According to a recent study, they have suggested that the use of probiotics is directly linked to reducing the need for antibiotic treatment in infants and children. The research compiled using results from 12 similar studies, infants and children were 29% less likely to have been prescribed antibiotics if they received probiotics as a daily health supplement. When the analysis was repeated with only the highest quality studies, this percentage increased to 53. The study appears in the European Journal of Public Health.
Daniel Merenstein study’s senior investigator said, “Given this finding, one way to reduce the use of antibiotics is to use probiotics on a regular basis. We already have evidence that consuming probiotics reduces the incidence, duration, and severity of certain types of common acute respiratory and gastrointestinal infections. The question is whether that reduction is solidly linked to declining use of antibiotics, and we see that there is an association.”

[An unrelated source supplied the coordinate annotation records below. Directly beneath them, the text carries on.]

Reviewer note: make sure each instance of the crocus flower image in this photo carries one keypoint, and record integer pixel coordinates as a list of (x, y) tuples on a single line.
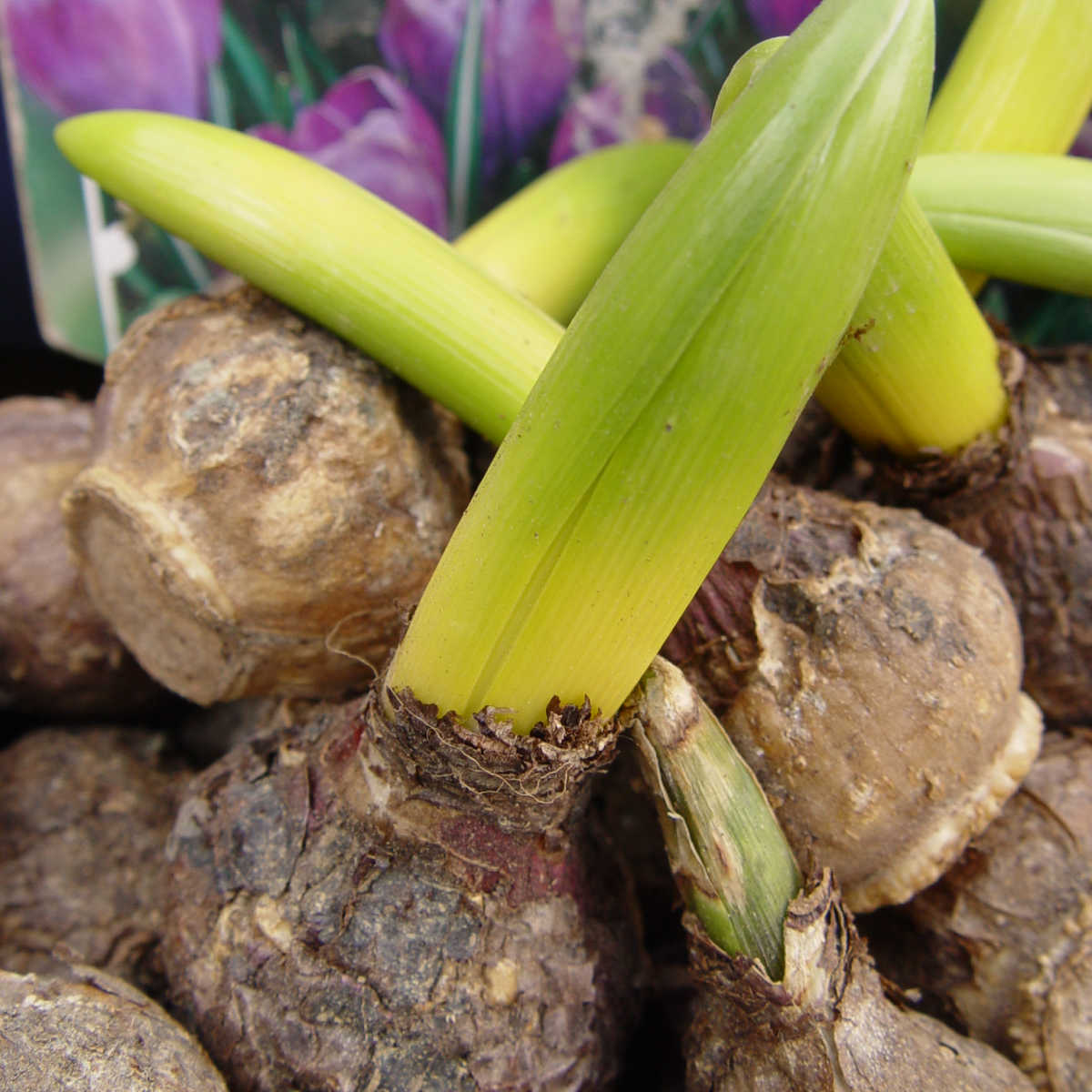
[(1084, 143), (672, 104), (374, 131), (530, 54), (774, 17), (93, 55)]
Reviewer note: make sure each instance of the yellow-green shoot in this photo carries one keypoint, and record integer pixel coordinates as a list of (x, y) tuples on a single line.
[(727, 852), (676, 385), (1020, 82), (330, 249), (918, 367), (1021, 217), (551, 239), (664, 404)]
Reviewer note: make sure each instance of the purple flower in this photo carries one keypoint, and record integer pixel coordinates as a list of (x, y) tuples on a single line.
[(529, 57), (774, 17), (371, 130), (92, 55), (672, 104)]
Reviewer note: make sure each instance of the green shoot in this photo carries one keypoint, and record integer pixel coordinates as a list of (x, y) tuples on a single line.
[(1020, 82), (918, 369), (1020, 217), (677, 382), (551, 239), (729, 854), (328, 248)]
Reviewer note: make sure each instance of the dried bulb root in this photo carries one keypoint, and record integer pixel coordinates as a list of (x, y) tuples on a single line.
[(1026, 500), (85, 819), (59, 658), (867, 665), (827, 1026), (82, 1030), (263, 500), (1007, 933), (377, 898)]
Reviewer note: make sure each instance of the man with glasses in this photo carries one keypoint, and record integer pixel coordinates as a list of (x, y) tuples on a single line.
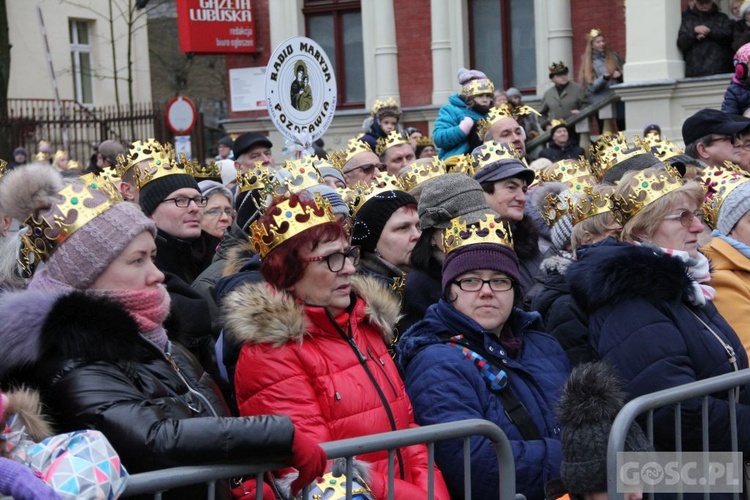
[(710, 136), (362, 168)]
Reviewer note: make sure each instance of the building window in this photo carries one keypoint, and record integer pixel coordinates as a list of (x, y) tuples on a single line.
[(80, 57), (502, 42), (336, 25)]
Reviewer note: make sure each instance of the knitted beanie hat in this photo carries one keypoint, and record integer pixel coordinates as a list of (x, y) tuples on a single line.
[(474, 82), (448, 196), (736, 204), (591, 399), (372, 217), (153, 193), (493, 256)]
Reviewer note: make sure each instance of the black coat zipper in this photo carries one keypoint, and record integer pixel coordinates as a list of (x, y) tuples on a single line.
[(363, 362)]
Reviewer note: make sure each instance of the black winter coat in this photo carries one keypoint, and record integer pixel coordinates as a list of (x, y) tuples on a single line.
[(641, 323), (95, 371), (562, 317), (713, 54)]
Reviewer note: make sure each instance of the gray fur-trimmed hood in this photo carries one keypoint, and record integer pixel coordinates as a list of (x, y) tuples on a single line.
[(258, 313)]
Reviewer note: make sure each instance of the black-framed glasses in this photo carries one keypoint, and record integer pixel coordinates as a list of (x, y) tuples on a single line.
[(216, 212), (476, 284), (184, 201), (336, 260), (686, 217)]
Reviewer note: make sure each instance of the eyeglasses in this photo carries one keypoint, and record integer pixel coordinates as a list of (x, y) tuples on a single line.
[(476, 284), (336, 260), (216, 212), (686, 217), (184, 201), (368, 168)]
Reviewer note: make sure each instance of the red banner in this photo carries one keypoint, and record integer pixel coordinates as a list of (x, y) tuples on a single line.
[(216, 26)]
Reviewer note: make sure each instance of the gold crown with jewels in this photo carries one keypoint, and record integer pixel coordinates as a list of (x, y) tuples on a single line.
[(610, 150), (289, 218), (419, 172), (353, 147), (78, 203), (300, 174), (493, 151), (158, 166), (359, 194), (489, 229), (594, 199), (388, 103), (142, 151), (645, 187), (394, 138), (719, 182)]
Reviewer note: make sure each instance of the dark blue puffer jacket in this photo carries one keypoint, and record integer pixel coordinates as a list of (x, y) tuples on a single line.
[(641, 323), (444, 386)]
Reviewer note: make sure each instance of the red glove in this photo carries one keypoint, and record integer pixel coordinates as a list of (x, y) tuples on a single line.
[(308, 458)]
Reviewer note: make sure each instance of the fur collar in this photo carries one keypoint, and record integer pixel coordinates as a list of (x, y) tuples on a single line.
[(611, 272), (258, 313)]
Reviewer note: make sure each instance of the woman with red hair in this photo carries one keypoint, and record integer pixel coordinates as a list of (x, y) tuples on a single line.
[(315, 342)]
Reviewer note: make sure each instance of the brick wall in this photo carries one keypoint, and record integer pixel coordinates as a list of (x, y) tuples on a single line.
[(608, 16), (413, 38)]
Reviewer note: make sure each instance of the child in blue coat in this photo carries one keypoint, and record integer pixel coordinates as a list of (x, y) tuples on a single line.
[(456, 124)]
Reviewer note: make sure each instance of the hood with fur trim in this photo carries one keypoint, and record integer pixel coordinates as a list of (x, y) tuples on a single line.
[(610, 272), (258, 313)]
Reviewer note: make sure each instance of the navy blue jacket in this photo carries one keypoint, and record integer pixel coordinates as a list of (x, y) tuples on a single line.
[(641, 323), (444, 386)]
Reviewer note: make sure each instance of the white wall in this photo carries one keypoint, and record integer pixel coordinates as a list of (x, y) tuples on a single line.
[(29, 76)]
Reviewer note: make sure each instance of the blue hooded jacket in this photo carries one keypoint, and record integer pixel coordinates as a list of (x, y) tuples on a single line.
[(444, 386), (447, 135)]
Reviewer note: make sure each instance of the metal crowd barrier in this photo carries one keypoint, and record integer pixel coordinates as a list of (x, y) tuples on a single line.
[(157, 482), (672, 396)]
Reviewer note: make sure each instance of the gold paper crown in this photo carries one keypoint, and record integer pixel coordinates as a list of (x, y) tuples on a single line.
[(420, 172), (142, 151), (394, 138), (565, 170), (353, 148), (383, 104), (504, 110), (491, 152), (210, 171), (300, 174), (663, 149), (645, 187), (460, 164), (593, 33), (259, 177), (719, 183), (160, 165), (595, 199), (478, 87), (289, 218), (557, 68), (556, 206), (77, 205), (610, 150), (360, 193), (490, 229)]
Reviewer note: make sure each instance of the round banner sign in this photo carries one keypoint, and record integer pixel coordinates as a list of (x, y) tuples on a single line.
[(300, 90)]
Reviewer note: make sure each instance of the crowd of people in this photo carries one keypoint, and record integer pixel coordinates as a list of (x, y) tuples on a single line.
[(250, 309)]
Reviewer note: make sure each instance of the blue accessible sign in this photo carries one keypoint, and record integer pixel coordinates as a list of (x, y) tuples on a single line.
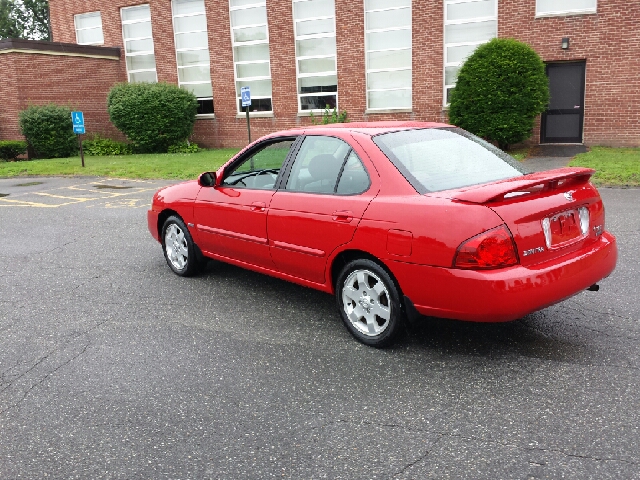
[(78, 122), (245, 94)]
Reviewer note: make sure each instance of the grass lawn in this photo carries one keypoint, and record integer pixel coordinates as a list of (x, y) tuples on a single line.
[(168, 165), (619, 167)]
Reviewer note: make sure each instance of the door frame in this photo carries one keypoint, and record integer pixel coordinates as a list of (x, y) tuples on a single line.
[(543, 121)]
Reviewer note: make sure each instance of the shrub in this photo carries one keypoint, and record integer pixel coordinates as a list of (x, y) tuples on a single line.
[(184, 147), (330, 116), (49, 131), (153, 116), (99, 146), (500, 90), (12, 149)]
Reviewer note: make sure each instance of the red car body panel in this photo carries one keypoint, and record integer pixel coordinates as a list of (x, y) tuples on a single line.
[(297, 236)]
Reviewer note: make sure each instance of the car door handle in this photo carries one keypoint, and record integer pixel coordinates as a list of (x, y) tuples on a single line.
[(343, 216), (258, 207)]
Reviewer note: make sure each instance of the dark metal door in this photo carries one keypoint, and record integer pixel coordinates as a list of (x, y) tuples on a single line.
[(563, 120)]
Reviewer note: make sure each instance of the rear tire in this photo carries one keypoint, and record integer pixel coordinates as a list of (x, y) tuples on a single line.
[(179, 250), (369, 303)]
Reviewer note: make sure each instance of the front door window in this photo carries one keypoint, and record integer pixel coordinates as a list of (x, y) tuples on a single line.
[(259, 170)]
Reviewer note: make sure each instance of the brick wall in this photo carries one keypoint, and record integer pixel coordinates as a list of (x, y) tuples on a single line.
[(33, 78), (608, 40)]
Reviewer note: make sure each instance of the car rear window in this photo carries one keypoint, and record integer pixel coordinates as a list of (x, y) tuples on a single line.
[(436, 159)]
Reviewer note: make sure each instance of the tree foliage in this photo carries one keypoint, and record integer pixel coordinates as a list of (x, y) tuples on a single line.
[(153, 116), (9, 23), (49, 130), (500, 90), (12, 149), (28, 19)]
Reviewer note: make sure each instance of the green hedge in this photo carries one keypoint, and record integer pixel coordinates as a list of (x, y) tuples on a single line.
[(153, 116), (49, 131), (184, 147), (99, 146), (500, 90), (12, 149)]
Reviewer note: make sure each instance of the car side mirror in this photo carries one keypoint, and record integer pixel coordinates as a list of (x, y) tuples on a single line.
[(207, 179)]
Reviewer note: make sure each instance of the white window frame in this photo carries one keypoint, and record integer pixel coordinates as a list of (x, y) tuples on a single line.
[(257, 3), (124, 41), (376, 70), (446, 22), (314, 57), (208, 64), (577, 11), (75, 24)]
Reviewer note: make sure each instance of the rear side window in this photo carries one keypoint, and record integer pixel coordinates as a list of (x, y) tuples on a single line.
[(437, 159), (327, 165)]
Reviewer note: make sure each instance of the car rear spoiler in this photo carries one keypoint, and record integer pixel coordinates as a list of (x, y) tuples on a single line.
[(532, 183)]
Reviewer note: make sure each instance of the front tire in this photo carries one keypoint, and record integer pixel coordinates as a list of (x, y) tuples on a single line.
[(369, 303), (179, 249)]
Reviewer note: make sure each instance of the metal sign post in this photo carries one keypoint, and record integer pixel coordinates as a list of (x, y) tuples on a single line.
[(245, 94), (77, 118)]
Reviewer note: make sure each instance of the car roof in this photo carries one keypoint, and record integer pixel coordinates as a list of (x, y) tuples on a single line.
[(375, 128)]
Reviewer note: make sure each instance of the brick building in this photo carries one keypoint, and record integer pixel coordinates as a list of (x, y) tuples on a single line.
[(376, 59)]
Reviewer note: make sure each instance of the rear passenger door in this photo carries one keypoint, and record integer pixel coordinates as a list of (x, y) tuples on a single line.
[(318, 206)]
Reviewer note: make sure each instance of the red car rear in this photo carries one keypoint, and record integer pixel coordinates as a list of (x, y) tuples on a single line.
[(395, 219)]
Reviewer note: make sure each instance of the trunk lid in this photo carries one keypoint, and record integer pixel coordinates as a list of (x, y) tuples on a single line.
[(545, 212)]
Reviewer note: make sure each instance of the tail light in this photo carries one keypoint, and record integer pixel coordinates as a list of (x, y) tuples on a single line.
[(491, 249)]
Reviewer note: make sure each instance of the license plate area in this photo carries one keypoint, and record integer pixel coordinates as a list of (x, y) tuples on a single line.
[(562, 228)]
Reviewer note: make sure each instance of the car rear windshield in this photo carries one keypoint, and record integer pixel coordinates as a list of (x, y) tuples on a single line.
[(436, 159)]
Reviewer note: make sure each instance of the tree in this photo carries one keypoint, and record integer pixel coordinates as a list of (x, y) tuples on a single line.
[(10, 26), (500, 90), (35, 19), (28, 19)]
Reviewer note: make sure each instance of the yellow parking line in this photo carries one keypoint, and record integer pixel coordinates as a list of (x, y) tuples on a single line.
[(22, 203), (65, 198)]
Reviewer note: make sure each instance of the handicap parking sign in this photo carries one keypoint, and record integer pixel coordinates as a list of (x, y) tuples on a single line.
[(245, 94), (78, 122)]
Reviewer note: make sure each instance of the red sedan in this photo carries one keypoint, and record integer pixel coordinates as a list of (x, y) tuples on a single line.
[(396, 219)]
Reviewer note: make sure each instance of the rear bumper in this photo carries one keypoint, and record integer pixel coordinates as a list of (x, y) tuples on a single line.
[(152, 223), (505, 294)]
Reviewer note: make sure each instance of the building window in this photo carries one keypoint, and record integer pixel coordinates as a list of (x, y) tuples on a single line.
[(554, 7), (388, 53), (250, 39), (192, 51), (138, 44), (467, 24), (89, 28), (315, 32)]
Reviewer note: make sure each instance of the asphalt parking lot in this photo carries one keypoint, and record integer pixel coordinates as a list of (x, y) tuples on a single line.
[(114, 367)]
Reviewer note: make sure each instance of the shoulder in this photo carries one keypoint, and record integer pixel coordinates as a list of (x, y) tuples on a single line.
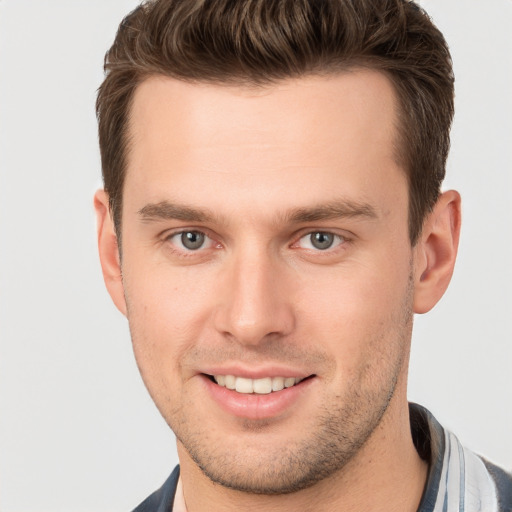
[(503, 482), (162, 499), (458, 479)]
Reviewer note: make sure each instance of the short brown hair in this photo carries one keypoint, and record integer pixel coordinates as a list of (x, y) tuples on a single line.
[(258, 42)]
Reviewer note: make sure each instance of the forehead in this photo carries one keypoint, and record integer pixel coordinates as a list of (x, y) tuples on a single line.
[(288, 142)]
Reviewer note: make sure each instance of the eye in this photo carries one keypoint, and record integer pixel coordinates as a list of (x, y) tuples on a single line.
[(320, 240), (191, 240)]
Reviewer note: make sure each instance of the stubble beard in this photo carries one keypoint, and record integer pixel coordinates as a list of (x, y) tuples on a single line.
[(341, 429)]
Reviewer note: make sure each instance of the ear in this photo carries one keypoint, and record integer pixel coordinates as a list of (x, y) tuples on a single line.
[(109, 250), (436, 251)]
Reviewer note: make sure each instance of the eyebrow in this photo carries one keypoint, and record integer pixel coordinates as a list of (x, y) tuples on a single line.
[(165, 210), (169, 211), (332, 210)]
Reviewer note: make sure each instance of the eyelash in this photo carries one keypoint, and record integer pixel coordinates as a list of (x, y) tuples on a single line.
[(339, 240)]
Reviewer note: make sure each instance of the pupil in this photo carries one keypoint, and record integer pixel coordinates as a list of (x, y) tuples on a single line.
[(192, 240), (322, 240)]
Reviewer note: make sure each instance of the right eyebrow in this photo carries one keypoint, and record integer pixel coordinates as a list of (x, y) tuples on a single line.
[(169, 211)]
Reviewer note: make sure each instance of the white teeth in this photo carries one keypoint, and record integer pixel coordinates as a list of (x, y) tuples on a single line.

Lead author Sarah King, said, “More studies are needed in all ages, and particularly in the elderly, to see if sustained probiotic use is connected to an overall reduction in antibiotic prescriptions. If so, this could potentially have a huge impact on the use of probiotics in general medicine and consumers in general.”
Sarah King concluded by saying, “We don’t know all the mechanisms probiotic strains may leverage. But since most of the human immune system is found in the gastrointestinal tract, ingesting healthy bacteria may competitively exclude bacterial pathogens linked to gut infections and may prime the immune system to fight others.”